Archive for November, 2008

23 Things- Images- Graphs

November 29, 2008

Not another images post I hear you groan.

And I wasn’t but these are NEW TO ME. And I can see that this is going to be so useful.

Thanks to Sue Waters from Edubloggers (and WA TAFE fish guru) we now have a couple of graph generators to play with. See her posts Creating Equations Using An Online Graph Creator and Using Online Tools To Create Simple Graphs for Blog Posts.

I am off to play and work out the two tools that she points to Crappy Graphs and GraphJam. Dont wait for me to post the results- just go play too.

#Mumbai

November 27, 2008

I woke this early this morning to the horrible news from Mumbai. I first heard about it – not on the radio- but on my iPhone via Twitter. After all the radio only has scheduled news times. Twitter is instant and constant … and quick.

I had recently started following @BreakingNewsOn who were covering it but also there were also several people in my stream retweeting people who were in Mumbai. There was one person @Vinu who was in the immediate area who twittered his experiences AND very quickly uploaded his disturbing photos to Flickr . Someone else pitched in and bought him a Flickr Pro account just as he was about to run out of space. 

Also, very quickly, everyone Twittering about it started tagging their tweets #Mumbai. Anyone can use that tag to see a constantly updating stream of the news via search.twitter.

And here I am (very quickly) blogging my impressions, not of the event itself, but of the impact of social networking and social media on the way I recieved the news. 

It’s just another reinforcement of Mark Pesce’s notions of hyperconnectivity, he wrote of after the China earthquake in May. I am wondering whether its more mainstream (after all CNN rang Vinu) or am I just more used to it?

PS Twitter is really becoming mainstream now that the likes of Malcom Turnball, Kevin Rudd, Richard Branson and Telstra (or their PR staff) are all using it, some more effectively than others.

On play and dithering perfectionism

November 19, 2008

Jessamyn used the term “dithering perfectionists” on Twitter last night in reference to a library she was in. It resonated strongly with me this morning probably as I have spent the week trying to convince colleagues that they are allowed (nay – required) to play with our WordPressMU installation

I think that it is dithering perfectionism that we are trying to get away from in our 23 things explorations and the “library2.0” movement. As librarians attention to detail and perfectionism are highly regarded traits. But perfectionism that stops us from exploring and trying new things out is hand in hand with fear of failure, leads to dithering perfectionism and hinders innovation and growth.

In Helene’s 23 things programs the trait that is desired is playfulness. A desire to try and tinker and learn from mistakes and not worry about getting things right or perfect.

We all know rationally that without the possibility of failure there will be no innovation. And I am certainly not the first one to point this out in the biblioblogosphere recently. The trouble is knowing it rationally does not overcome our inate dithering perfectionism. We need to practice our play regularly.

Browser wars

November 5, 2008

I have written before about how my broswer is very important to me and the way I work.

At my place of work we cannot have IE7 (or IE8) installed on our PC’s as some of our inhouse systems do not play nicely with anything but IE6 (or havent yet been tested).

Thankfully though our work machines are not locked down and we can install and try anything that we like. And Firefox comes installed by default.

Despite Firefox being installed plenty of my colleagues and clients do not use it.

However I LOVE tabbed browsing. I extol the benefits of being able to run a search and keep the search results in one tab and examine likely prospects in other tabs whenever I can. The productivty of using of a web based RSS reader is multiplied when combined with a tabbed browser. Even Microsoft recognized this key feature by including it in IE7.

Firefox has plenty of other advantages including its extensibility through plugins and other addons. I don’t use many- currently I have Zotero, Toodledo, Delicious, Snagit, Ubiquity (I keep forgetting that its there) and Evernote.

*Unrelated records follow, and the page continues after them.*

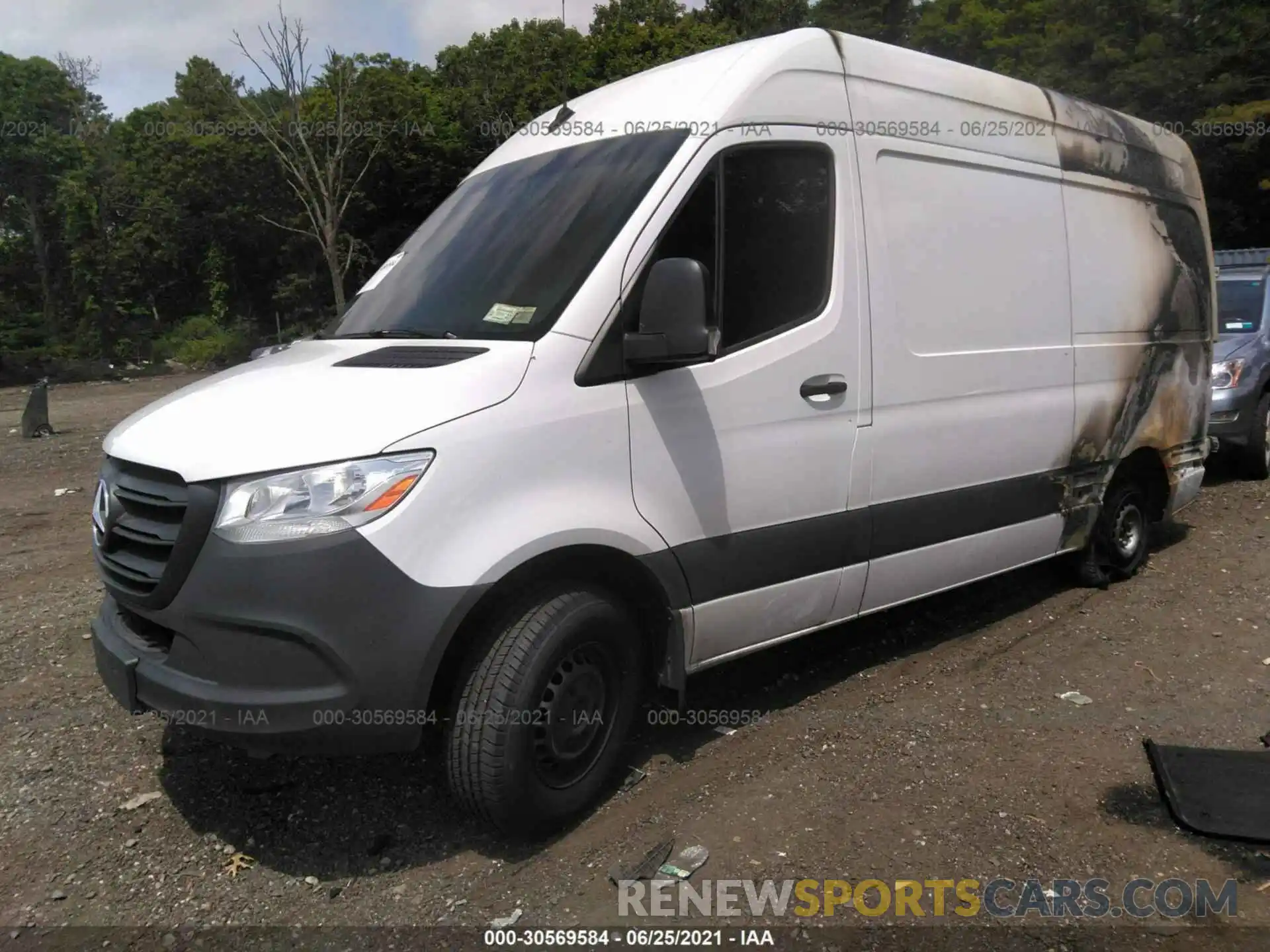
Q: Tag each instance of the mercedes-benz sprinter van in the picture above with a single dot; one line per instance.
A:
(747, 346)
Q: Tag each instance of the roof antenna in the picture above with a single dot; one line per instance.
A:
(566, 112)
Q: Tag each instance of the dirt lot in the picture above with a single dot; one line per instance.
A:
(926, 742)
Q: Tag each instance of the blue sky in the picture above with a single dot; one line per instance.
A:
(140, 45)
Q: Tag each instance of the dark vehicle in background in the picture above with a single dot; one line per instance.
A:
(1240, 415)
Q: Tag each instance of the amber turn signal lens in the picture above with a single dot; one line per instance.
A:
(393, 494)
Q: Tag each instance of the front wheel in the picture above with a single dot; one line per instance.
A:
(540, 717)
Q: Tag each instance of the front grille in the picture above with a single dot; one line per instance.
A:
(143, 524)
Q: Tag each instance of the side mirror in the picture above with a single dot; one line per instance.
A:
(673, 317)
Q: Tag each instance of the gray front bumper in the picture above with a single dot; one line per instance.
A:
(321, 645)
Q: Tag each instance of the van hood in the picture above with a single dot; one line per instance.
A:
(1226, 348)
(300, 407)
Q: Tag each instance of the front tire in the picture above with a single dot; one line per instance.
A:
(540, 717)
(1256, 455)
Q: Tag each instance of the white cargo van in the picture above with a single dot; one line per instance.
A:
(745, 347)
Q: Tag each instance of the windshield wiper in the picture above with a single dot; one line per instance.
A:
(397, 333)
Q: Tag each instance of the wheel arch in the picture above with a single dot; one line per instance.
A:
(1146, 467)
(653, 588)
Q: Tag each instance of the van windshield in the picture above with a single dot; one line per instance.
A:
(1238, 306)
(503, 255)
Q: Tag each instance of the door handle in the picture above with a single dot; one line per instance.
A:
(826, 385)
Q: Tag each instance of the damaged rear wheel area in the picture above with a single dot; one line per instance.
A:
(1119, 543)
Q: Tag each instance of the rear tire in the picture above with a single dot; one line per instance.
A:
(1256, 455)
(541, 716)
(1119, 543)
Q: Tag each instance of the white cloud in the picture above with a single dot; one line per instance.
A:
(140, 45)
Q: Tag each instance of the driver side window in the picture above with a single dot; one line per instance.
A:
(761, 221)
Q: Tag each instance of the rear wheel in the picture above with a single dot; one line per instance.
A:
(1256, 455)
(540, 717)
(1119, 543)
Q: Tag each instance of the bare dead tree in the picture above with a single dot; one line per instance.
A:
(319, 147)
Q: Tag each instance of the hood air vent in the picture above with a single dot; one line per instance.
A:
(411, 357)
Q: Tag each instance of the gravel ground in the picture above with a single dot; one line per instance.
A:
(926, 742)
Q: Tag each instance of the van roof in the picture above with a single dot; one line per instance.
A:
(773, 80)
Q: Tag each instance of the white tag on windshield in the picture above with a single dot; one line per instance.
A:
(509, 314)
(382, 272)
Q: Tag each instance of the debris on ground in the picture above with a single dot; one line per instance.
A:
(507, 920)
(34, 416)
(140, 800)
(238, 863)
(643, 869)
(687, 862)
(634, 777)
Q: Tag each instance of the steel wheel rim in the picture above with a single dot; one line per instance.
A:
(574, 716)
(1128, 531)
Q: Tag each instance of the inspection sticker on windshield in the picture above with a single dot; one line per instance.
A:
(382, 272)
(509, 314)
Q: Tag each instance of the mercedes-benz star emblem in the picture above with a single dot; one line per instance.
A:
(101, 510)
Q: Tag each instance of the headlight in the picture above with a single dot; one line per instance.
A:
(319, 500)
(1226, 374)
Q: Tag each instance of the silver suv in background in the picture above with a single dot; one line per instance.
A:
(1240, 415)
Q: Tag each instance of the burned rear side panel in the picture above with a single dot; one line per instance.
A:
(1143, 302)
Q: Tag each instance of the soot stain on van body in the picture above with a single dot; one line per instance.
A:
(1164, 405)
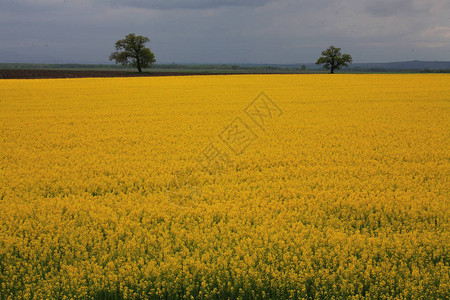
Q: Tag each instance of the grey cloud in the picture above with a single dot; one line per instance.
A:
(189, 4)
(386, 8)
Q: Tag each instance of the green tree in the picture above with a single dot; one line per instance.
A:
(332, 59)
(132, 52)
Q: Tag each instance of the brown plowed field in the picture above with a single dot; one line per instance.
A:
(42, 74)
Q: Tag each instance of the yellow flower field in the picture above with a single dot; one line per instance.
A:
(225, 187)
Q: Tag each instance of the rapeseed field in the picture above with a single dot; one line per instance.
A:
(225, 187)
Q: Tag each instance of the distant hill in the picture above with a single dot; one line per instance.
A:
(401, 67)
(405, 65)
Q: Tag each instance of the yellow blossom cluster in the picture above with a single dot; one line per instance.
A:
(225, 187)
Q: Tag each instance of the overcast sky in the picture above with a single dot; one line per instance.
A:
(225, 31)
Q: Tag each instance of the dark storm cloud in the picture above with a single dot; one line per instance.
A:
(226, 31)
(189, 4)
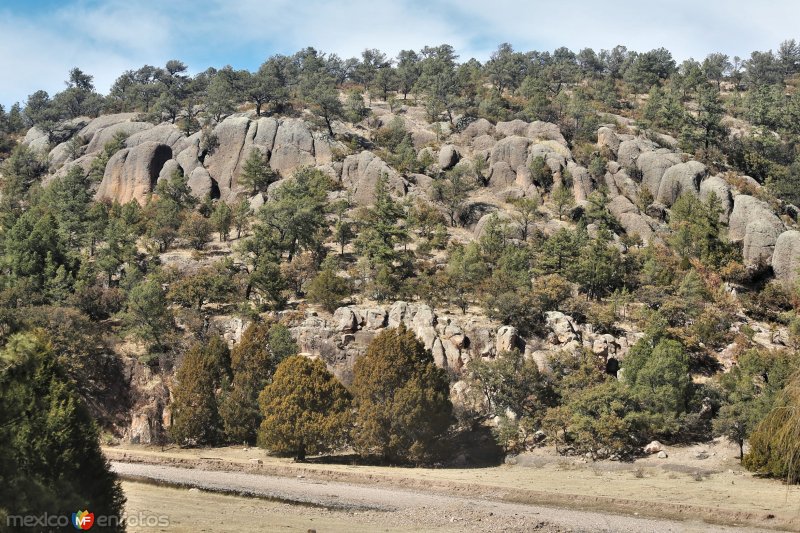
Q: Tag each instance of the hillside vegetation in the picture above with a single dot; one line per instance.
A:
(585, 250)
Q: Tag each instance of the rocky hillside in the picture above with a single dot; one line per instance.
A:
(644, 175)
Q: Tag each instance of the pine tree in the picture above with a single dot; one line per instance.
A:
(256, 175)
(200, 378)
(305, 409)
(253, 360)
(402, 399)
(51, 460)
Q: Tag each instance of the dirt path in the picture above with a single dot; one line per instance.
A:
(353, 505)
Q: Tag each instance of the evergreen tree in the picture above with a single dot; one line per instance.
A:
(402, 399)
(51, 460)
(305, 409)
(256, 175)
(199, 380)
(253, 360)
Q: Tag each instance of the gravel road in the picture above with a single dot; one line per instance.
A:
(404, 508)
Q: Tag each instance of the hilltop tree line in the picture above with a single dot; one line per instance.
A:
(688, 100)
(73, 268)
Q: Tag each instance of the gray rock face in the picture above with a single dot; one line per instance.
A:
(294, 146)
(760, 238)
(477, 129)
(753, 223)
(105, 135)
(222, 163)
(169, 168)
(679, 179)
(201, 183)
(105, 121)
(720, 188)
(786, 257)
(131, 173)
(635, 223)
(511, 150)
(629, 151)
(164, 134)
(746, 209)
(653, 166)
(582, 184)
(360, 174)
(545, 131)
(606, 137)
(448, 157)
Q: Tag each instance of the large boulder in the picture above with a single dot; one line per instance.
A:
(545, 131)
(360, 175)
(107, 134)
(746, 209)
(131, 173)
(630, 150)
(653, 165)
(224, 160)
(720, 188)
(760, 237)
(679, 179)
(448, 157)
(164, 134)
(607, 138)
(635, 223)
(786, 257)
(510, 128)
(582, 183)
(104, 121)
(201, 183)
(477, 129)
(293, 147)
(511, 150)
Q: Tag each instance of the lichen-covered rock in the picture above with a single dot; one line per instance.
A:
(786, 257)
(107, 134)
(201, 183)
(760, 237)
(131, 173)
(448, 157)
(629, 151)
(746, 209)
(653, 165)
(360, 175)
(345, 320)
(635, 223)
(606, 137)
(163, 133)
(477, 129)
(224, 160)
(679, 179)
(511, 150)
(293, 147)
(720, 188)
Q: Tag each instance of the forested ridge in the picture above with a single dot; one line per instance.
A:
(398, 255)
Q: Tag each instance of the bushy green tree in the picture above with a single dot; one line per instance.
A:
(402, 399)
(256, 175)
(51, 460)
(253, 360)
(305, 409)
(199, 381)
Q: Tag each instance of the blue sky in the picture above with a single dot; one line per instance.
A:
(40, 40)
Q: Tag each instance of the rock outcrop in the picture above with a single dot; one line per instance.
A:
(360, 175)
(786, 258)
(132, 173)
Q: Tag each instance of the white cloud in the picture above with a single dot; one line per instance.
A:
(106, 38)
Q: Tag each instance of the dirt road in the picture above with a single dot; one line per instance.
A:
(348, 506)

I think its part of the skills an “Information specialist” ought to have, to be aware of the differences between browsers and why some things don’t always work in all browsers. Especially as our clients could be using anything. I also have Google Chrome installed and Safari but I haven’t played with it much yet. I very much like Chrome but it doesn’t yet support the addins that I have in Firefox. Its easy enough to remember to light up IE6 for those times that I need to use it.

I have enough web dev people in my online social networks to know that IE6 is not web standards compliant and many web pages do not display as they should in IE6

Having said that I got caught yesterday. I was helping a colleague set up one of our in house current awareness blogs and she was saying that one of the standard pages that I had set up was not displaying the right sidebar correctly. I was puzzled for a while as it looked fine to me. Of course the answer was that she was looking at it in IE6 and I was looking at it in Firefox. I had completely forgotten to test the page across the browsers.

It’s not an important problem as the theme we are using is temporary. However I WILL be extensively testing the new theme in as many browsers as I can.